[PLUG] Debian experts?

Carlos Konstanski ckonstanski at pippiandcarlos.com
Wed Feb 21 05:30:23 UTC 2007


> But doesn't the netinst CD image require me to be connected to the
> internet during the install? Surely that image is way too small to
> contain the whole OS. How long will it take me to install over the
> internet when my connection during the day sometimes drops to well
> below 100K/s? Add the fact that the server I am downloading from may be
> popular and not well supplied with bandwidth due to funding issues.
>
> Those are the reasons I decided I wanted to download the full image,
> which I can do overnight. Not only will the bandwidth be much better,
> but if it takes all night I don't care. I'll be asleep, dreaming of the
> joys of running Debian.
>
> But thanks for pointing out that I want amd64. My main experience with
> distros is Ubuntu, and they have just one 64-bit image that works for
> either Intel or AMD 64-bit CPUs. I didn't realize other distros made a
> distinction.
>
> I tried to find the image for amd64 on the Debian site. The DVD link
> was empty. The CD link had 22 CD images, about 14 GB in all. So I went
> back to the OSU ftp directory and searched all over without finding
> anything that looked like a CD or DVD iso image of Etch.
>
> Maybe I should just wait until Etch goes gold.
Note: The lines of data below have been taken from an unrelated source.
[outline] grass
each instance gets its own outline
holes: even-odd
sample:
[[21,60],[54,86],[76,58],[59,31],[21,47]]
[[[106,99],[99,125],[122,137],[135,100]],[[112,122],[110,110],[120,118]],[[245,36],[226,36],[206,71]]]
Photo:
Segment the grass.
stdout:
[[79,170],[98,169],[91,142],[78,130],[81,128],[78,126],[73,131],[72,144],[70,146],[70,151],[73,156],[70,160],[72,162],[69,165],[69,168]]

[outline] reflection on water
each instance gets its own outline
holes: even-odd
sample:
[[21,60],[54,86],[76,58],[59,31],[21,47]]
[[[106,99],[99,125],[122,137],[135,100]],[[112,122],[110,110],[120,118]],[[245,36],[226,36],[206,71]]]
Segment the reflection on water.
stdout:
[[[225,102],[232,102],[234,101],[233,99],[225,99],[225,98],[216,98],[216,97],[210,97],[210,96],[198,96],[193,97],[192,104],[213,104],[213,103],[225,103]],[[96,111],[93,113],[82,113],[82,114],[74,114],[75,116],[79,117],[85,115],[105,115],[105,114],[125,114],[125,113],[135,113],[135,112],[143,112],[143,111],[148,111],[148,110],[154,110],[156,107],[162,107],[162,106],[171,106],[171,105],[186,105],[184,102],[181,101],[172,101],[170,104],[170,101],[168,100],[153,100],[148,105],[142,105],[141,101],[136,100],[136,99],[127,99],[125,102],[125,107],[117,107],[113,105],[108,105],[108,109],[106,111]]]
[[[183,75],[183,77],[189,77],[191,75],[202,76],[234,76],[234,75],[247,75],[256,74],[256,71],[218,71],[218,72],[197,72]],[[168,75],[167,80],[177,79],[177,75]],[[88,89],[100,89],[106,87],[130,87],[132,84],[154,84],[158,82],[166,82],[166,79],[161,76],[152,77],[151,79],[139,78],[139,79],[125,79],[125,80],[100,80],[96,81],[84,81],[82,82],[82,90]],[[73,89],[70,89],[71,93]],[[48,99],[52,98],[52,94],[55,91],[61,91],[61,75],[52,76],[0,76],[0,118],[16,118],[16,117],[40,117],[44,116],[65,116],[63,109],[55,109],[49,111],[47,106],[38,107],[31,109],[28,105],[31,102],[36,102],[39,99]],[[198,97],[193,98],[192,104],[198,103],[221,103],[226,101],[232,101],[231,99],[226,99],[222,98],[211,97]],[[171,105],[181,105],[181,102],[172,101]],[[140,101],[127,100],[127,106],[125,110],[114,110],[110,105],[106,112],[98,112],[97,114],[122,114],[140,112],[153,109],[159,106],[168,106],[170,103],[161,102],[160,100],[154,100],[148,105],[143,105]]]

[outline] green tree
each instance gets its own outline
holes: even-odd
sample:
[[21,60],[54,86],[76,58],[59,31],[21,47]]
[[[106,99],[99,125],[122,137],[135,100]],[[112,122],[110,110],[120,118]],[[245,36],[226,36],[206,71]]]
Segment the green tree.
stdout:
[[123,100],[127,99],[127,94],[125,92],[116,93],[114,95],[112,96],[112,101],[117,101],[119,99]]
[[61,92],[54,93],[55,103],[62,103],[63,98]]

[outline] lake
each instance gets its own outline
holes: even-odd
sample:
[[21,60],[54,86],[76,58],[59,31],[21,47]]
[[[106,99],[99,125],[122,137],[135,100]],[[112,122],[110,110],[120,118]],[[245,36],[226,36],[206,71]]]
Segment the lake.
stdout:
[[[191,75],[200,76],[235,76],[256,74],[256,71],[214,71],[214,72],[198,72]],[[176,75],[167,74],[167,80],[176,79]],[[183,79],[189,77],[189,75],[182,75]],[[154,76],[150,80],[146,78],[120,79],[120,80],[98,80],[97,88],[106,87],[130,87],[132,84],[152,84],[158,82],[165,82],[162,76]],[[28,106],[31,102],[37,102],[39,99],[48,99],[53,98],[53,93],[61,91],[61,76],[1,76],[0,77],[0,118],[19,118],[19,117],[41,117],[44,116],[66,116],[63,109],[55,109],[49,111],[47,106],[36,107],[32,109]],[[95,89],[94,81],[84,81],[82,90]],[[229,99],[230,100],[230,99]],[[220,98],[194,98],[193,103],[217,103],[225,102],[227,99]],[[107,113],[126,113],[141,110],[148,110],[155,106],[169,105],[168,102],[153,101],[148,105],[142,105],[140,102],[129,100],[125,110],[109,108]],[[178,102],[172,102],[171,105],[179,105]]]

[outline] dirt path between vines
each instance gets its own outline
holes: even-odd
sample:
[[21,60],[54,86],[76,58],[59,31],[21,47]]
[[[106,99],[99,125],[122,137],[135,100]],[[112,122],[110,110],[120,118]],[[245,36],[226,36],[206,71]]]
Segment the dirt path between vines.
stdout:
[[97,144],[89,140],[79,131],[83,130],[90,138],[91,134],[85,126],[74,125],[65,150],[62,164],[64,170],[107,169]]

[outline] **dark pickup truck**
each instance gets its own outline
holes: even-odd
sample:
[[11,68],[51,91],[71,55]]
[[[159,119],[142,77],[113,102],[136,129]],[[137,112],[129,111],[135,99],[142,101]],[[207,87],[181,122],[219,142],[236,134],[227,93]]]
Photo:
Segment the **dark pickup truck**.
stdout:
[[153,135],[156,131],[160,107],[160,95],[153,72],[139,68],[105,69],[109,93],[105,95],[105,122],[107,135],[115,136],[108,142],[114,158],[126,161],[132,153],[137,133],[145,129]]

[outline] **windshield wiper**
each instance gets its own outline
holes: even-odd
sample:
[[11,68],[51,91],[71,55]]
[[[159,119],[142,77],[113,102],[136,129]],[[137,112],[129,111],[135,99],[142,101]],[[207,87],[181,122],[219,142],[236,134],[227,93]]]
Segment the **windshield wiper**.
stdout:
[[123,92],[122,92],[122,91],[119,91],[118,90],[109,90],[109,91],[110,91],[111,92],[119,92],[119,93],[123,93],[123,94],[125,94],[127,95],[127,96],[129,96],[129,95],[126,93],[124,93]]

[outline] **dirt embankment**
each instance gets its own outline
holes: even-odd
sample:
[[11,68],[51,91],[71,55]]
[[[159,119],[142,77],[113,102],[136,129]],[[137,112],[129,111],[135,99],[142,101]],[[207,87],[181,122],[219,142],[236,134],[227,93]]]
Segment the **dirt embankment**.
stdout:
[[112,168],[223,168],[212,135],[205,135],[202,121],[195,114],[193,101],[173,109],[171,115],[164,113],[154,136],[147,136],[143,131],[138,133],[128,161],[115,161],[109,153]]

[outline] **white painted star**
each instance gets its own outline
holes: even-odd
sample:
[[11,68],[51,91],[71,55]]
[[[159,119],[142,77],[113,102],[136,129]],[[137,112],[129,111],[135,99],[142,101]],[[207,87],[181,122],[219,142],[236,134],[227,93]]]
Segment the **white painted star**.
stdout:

A netinst install is not necessarily a slow thing.  I installed debian
(recently) on a VMWare guest with a netinst CD.  The entire install,
including a kernel download and compile (I never use distro kernels)
took an hour.  This included google time, as my custom kernel did not
boot until I figured out which SCSI driver to use for disk access
(BusLogic in my case).  My internet access was throttled to 800K/s
download speed; compare that to the 1M/s I get at home on my cable
modem.  I would not call this a long install by any means (of course,
I'm accustomed to gentoo; a slow install in my book is one that takes
more than 4 days).  A proper debian install is minimal anyway - you
are not downloading a whole lot.  The sources.list file you get at
install time is spartan; you won't even be able to get much cool stuff
until you replace it with your favorite sources.  You'll spend a lot
more time in apt-get later than during the install.  Plus there's the
up-to-date-ness factor.  Netinst will get you the latest packages.  If
you use an even slightly out-of-date bloater CD, how many of those
packages are you going to reinstall right out of the chute, as soon as
you do your first "apt-get dist-upgrade"?